Boston Housing Dataset

Analysis of the Boston Housing Dataset.



In [1]:

    
%pylab inline
pylab.style.use('ggplot')
import pandas as pd
import numpy as np
import seaborn as sns









    



Populating the interactive namespace from numpy and matplotlib

Getting the Data

The easiest way to get thee data is to use the sklearn.datasets.load_boston function.



In [2]:

    
from sklearn.datasets import load_boston

boston_data = load_boston()



In [3]:

    
dir(boston_data)









    Out[3]:





['DESCR', 'data', 'feature_names', 'target']



In [4]:

    
data_df = pd.DataFrame(boston_data.data, columns=boston_data.feature_names)



In [5]:

    
data_df = data_df.assign(target=boston_data.target)



In [6]:

    
data_df.head()

Univariate Analysis



In [7]:

    
data_df.shape[1]









    Out[7]:





14



In [8]:

    
_, axes = pylab.subplots(5, 3, figsize=(20, 20))

for idx, colname in enumerate(data_df.columns):
    row, col = divmod(idx, 3)
    data_df.loc[:, colname].plot(kind='hist', ax=axes[row][col], title=colname)

Bivariate Analysis



In [9]:

    
_, axes = pylab.subplots(5, 3, figsize=(20, 20))

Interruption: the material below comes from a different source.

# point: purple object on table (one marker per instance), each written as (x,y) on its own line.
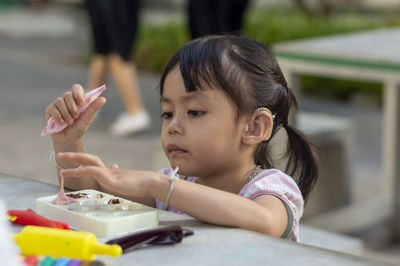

for idx, colname in enumerate(data_df.columns.drop('target')):    
    row, col = divmod(idx, 3)
    sns.regplot(data=data_df, x=colname, y='target', ax=axes[row][col])

Feature Correlations



In [10]:

    
f_corrs = data_df.drop('target', axis=1).corrwith(data_df.target)
f_corrs.plot(kind='bar')









    Out[10]:





<matplotlib.axes._subplots.AxesSubplot at 0x2314581aa20>



In [11]:

    
_, ax = pylab.subplots(1, 1, figsize=(12, 10))
corrs = data_df.drop('target', axis=1).corr()
sns.heatmap(corrs, annot=True, ax=ax)









    Out[11]:





<matplotlib.axes._subplots.AxesSubplot at 0x231458f4a58>

Feature Importances



In [12]:

    
from sklearn.feature_selection import mutual_info_regression

importances = mutual_info_regression(data_df.drop('target', axis=1), data_df.target)
importances = pd.Series(data=importances, index=data_df.columns.drop('target').copy())

importances.sort_values(ascending=True).plot(kind='barh')









    Out[12]:





<matplotlib.axes._subplots.AxesSubplot at 0x23144f602b0>

Random Forest Regressor



In [13]:

    
from sklearn.ensemble import RandomForestRegressor
from sklearn.model_selection import cross_val_score
from sklearn.model_selection import KFold



In [14]:

    
def score_with_best_k_features(k):
    """Cross_val score with best n features."""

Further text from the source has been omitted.